All the internal calculations of JSCAD (and other included libraries) are based on the 'right-hand' rule. (For more information see discussions here and here.)

This results in the following orientation of the three-dimensional coordinate system, i.e. orientation of X, Y, and Z axis.

  • Positive X points to the right
  • Positive Y points to the back
  • Positive Z points to the top

This also means that positive rotations are

  • From positive X to positive Y about the Z axis
  • From positive Y to positive Z about the X axis
  • From positive Z to positive X about the Y axis

It may take some time to understand well, and can be visualized by rotating shapes by both positive and negative angles.


Conversions between Degrees and Radians

Convert the given angle (degrees) to radians.

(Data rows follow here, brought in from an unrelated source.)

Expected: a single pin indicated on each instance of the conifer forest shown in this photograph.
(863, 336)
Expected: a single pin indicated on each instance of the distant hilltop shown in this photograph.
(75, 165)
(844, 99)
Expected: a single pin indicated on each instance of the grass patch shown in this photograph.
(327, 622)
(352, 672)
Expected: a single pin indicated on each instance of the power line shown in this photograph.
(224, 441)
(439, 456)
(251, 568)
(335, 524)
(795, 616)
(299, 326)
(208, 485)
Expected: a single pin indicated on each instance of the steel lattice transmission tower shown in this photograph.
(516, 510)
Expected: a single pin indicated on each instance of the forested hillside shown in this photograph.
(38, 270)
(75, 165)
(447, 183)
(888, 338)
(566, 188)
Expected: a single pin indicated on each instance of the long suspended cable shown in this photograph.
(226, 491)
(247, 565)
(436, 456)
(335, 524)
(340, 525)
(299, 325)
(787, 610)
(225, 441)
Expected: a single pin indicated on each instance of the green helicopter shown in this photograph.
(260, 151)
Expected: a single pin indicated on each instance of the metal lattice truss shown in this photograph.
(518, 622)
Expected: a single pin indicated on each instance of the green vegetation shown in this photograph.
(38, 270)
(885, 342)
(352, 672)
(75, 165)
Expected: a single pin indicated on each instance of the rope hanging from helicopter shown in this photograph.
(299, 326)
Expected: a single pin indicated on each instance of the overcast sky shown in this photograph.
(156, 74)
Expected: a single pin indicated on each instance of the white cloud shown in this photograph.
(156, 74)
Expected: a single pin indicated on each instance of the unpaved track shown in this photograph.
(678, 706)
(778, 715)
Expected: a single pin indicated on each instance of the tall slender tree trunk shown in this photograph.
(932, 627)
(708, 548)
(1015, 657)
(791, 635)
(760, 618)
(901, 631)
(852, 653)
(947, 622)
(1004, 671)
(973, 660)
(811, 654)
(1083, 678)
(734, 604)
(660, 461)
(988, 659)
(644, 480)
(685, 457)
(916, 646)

const { degToRad } = require('@jscad/modeling').utils
let radians = degToRad(90) // PI / 2 radians

Convert the given angle (radians) to degrees.

const { radToDeg } = require('@jscad/modeling').utils
let degrees = radToDeg(Math.PI / 2) // 90 degrees

Conversions of Radius to Segments

Calculate the number of segments to complete the given radius (full rotation), using either minimum length or minimum angle.

There are various round shapes that support the 'segments' option. However, designs may require a specific 'precision' for specific shapes. For example, an arc as part of a path requires specific length segments for proper laser cutting.

This function can be used to calculate the appropriate number of segments based on the radius of the rounded shape.

Using the above example, the arc has a radius of 3.5 mm (units are typically mm). The laser printer requires 0.1 mm segments or more while moving. The segments can be calculated, and supplied when creating the arc.

const { radiusToSegments } = require('@jscad/modeling').utils
let segments = radiusToSegments(3.5, 0.1, 0) /* use minimum length */
let segments = radiusToSegments(3.5, 0, Math.PI * 2 / 300) /* use minimum angle */ 

NOTE: The number of segments can become large depending on the 'precision' requirements. Testing designs with a lower number of segments is recommended.